The first variant is rather nice, the functor $\bar J_A(\bullet) \colon CRing/A \rightarrow Set$ is representable by $S^{-1}A[X]$ where $S$ is the multiplicative set generated by linear polynomials of the form $1 + a\cdot X$. So, if e.g. $A$ is an algebraically closed field, then $S^{-1}A[X] = A[X]_{(X)}$.

The second variant is stranger; for starters, it doesn't form a functor at all. Obviously $\bar J_B(B) = \hat J_B(B) = J(B)$ and $\bar J_A(B) \supseteq \hat J_A(B) \supseteq J(B)$. I think I can show that $\hat J_A(B) = J(B)$ if B is integral over A.

I can generate examples where $\hat J_A(B) \not= J(B)$: let $A$ be any ring with $J(A) \not= Rad(A)$ and take $b \in J(A)$ not nilpotent and $B = A[X]$. It is well known that units in $B$ are the polynomials where the constant term is a unit and all other coefficients are nilpotent. So $b \in \hat J_A(B)$ but $b \notin J(B)$ since $1 + b \cdot X$ is not a unit.

These examples are all using non-Jacobson rings, so my question is:

Question Is there a ring extension $A \subset B$ with $\hat J_A(B) \not= J(B)$ and $B$ a Jacobson ring? Furthermore, how nice can $A$ and $B$ be? E.g., is it possible that $B$ is finitely generated over $A$ and $A$ is a localization of a finitely generated algebra over $\mathbb{C}$?
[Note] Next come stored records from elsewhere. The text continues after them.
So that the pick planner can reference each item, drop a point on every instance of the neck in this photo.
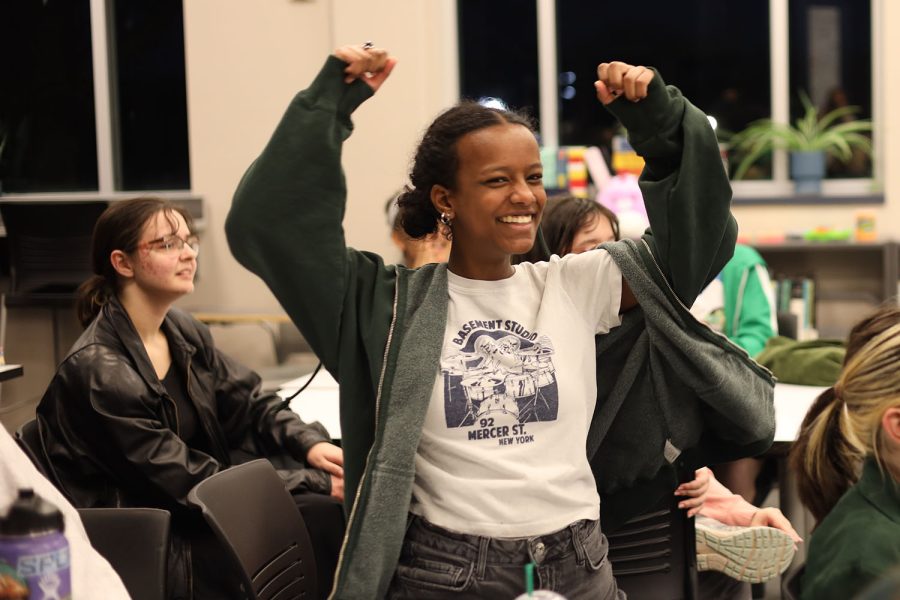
(479, 268)
(146, 313)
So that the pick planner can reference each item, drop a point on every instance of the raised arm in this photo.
(285, 221)
(685, 188)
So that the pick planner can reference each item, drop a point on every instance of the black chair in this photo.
(787, 324)
(49, 253)
(135, 541)
(790, 584)
(254, 516)
(654, 555)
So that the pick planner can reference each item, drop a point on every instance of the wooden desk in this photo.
(226, 318)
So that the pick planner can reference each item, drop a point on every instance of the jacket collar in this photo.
(115, 321)
(880, 489)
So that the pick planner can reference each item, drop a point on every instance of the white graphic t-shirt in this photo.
(502, 452)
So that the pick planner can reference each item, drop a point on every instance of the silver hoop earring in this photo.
(448, 226)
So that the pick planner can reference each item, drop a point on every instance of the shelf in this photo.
(818, 199)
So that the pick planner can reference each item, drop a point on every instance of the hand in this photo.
(326, 457)
(695, 490)
(772, 517)
(617, 78)
(373, 66)
(337, 487)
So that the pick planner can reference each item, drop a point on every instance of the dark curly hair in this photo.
(118, 228)
(436, 160)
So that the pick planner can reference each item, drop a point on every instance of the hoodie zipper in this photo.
(362, 480)
(681, 304)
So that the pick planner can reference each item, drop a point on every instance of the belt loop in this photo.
(577, 542)
(483, 544)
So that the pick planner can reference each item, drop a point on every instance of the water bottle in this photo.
(533, 594)
(34, 553)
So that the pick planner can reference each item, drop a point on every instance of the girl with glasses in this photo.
(144, 406)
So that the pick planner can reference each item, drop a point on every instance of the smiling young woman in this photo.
(469, 389)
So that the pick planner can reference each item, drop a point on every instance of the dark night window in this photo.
(50, 118)
(498, 52)
(716, 52)
(831, 60)
(152, 99)
(47, 130)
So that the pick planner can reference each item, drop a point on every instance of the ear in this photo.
(440, 199)
(890, 422)
(121, 262)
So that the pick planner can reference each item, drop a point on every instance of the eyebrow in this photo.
(490, 168)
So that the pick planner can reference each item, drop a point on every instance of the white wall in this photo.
(245, 60)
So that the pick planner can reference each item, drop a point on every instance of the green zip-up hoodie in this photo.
(668, 387)
(749, 314)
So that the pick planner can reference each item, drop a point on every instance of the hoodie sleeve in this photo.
(285, 223)
(685, 187)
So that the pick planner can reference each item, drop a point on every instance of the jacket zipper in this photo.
(681, 304)
(362, 480)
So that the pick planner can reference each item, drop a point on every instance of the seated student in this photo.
(847, 460)
(573, 225)
(91, 576)
(144, 407)
(432, 248)
(739, 304)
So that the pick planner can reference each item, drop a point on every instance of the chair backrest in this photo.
(787, 324)
(135, 541)
(790, 584)
(28, 437)
(49, 249)
(254, 516)
(654, 555)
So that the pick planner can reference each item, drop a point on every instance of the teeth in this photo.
(516, 219)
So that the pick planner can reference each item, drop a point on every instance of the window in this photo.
(152, 98)
(498, 52)
(47, 97)
(94, 99)
(716, 52)
(831, 60)
(737, 61)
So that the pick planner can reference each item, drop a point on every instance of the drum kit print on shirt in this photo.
(497, 381)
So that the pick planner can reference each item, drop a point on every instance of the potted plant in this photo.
(809, 140)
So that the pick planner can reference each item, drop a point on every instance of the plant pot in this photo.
(807, 171)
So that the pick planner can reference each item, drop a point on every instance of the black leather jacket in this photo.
(109, 429)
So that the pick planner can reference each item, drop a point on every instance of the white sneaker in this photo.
(752, 554)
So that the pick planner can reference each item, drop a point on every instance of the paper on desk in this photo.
(791, 404)
(318, 402)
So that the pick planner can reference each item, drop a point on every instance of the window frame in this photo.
(780, 185)
(106, 134)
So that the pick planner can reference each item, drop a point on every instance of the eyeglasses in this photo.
(172, 244)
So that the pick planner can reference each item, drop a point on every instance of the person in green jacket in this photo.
(481, 402)
(847, 460)
(739, 302)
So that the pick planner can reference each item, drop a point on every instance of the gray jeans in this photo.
(437, 564)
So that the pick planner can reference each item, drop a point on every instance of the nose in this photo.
(190, 250)
(522, 193)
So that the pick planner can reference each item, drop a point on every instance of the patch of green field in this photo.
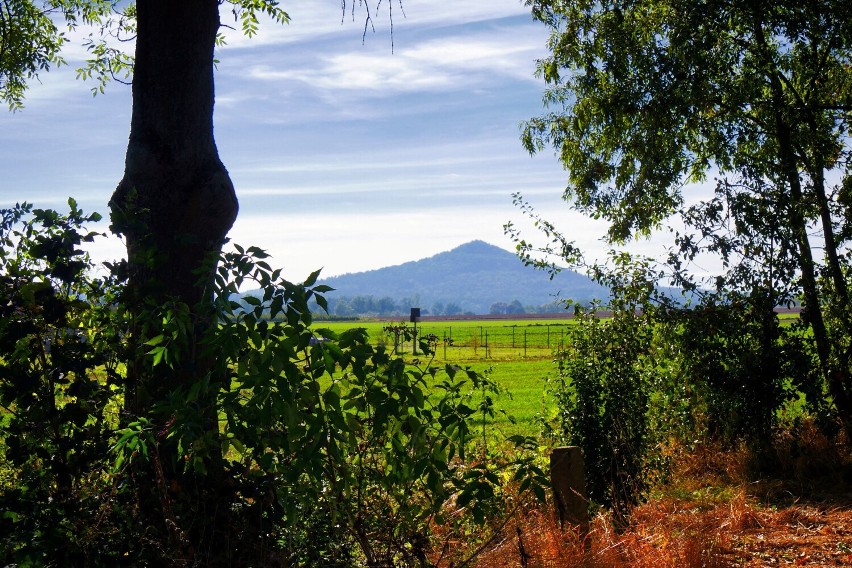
(515, 353)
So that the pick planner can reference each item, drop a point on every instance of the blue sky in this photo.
(345, 154)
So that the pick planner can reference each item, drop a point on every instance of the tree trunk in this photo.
(836, 376)
(174, 206)
(176, 202)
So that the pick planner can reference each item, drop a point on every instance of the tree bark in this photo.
(174, 206)
(176, 201)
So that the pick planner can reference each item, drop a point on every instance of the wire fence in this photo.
(487, 342)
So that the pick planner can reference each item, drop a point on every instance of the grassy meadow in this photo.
(514, 352)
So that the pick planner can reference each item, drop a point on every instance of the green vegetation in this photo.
(333, 452)
(149, 419)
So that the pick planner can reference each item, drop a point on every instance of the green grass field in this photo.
(515, 353)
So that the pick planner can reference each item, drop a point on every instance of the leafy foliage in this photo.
(297, 446)
(60, 356)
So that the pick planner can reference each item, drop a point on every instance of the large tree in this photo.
(173, 206)
(647, 96)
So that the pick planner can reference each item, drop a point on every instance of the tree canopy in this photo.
(648, 97)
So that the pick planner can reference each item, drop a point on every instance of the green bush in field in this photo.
(60, 386)
(603, 390)
(323, 449)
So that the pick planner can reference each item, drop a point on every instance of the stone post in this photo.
(567, 477)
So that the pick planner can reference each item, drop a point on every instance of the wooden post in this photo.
(567, 476)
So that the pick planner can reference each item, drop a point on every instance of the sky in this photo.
(349, 152)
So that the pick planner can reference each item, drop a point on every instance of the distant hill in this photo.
(473, 276)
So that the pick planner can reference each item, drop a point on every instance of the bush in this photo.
(284, 451)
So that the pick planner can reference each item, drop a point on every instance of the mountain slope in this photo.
(474, 275)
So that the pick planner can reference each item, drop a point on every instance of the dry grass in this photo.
(715, 513)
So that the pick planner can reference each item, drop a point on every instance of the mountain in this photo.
(474, 276)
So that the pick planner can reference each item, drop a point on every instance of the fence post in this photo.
(567, 477)
(445, 345)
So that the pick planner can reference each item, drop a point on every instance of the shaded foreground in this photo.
(712, 514)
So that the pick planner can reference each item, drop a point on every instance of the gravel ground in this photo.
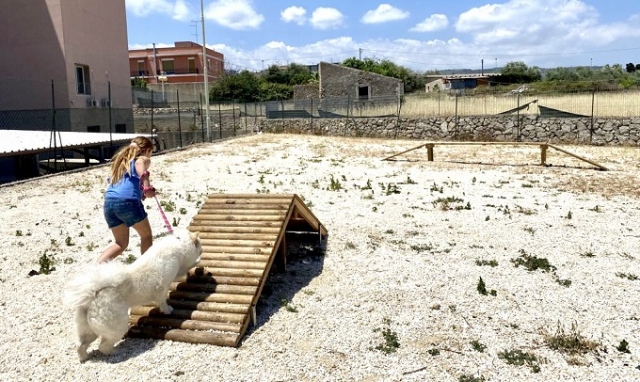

Edit: I previously asked whether $A$ and $B$ can be finitely generated over $\mathbb{C}$. This can't be the case: Suppose $b \in \hat J_A(B)$ and let $\mathfrak{m}$ be a maximal ideal of $B$. By the Nullstellensatz, $B/\mathfrak{m} \cong \mathbb{C}$. If $b \notin \mathfrak{m}$, we easily obtain $z \in \mathbb{C} \subset A$ with $1 + z \cdot b \in \mathfrak{m}$, which would be a contradiction. With a bit of work I think I can extent it to exclude $A$ Jacobson and $B$ finitely generated over $A$. In fact $A$ is Jacobson if and only if $\hat J_A(B) = J(B)$ for all finitely generated $A$-algebras.

Edit2 (in response to darij's comment):

$\bar J_A(B)$ is in general not even closed under addition: If $k \subset l$ is any field extension, then $J_k(l) = l \setminus k^\times$.

$\hat J_A(B)$ is obviously a $A$-submodule of B. It is an ideal of B if and only if $\hat J_A(B) = J(B)$ holds. With some calculation you can show that $\hat J_A(B)$ is closed under multiplication in the sense that if $b_1, b_2 \in \hat J_A(B)$, then $b_1 \cdot b_2 \in \hat J_A(B)$. In particular, for $b \in \hat J_A(B)$, all positive powers $b^n$ are again in $\hat J_A(B)$.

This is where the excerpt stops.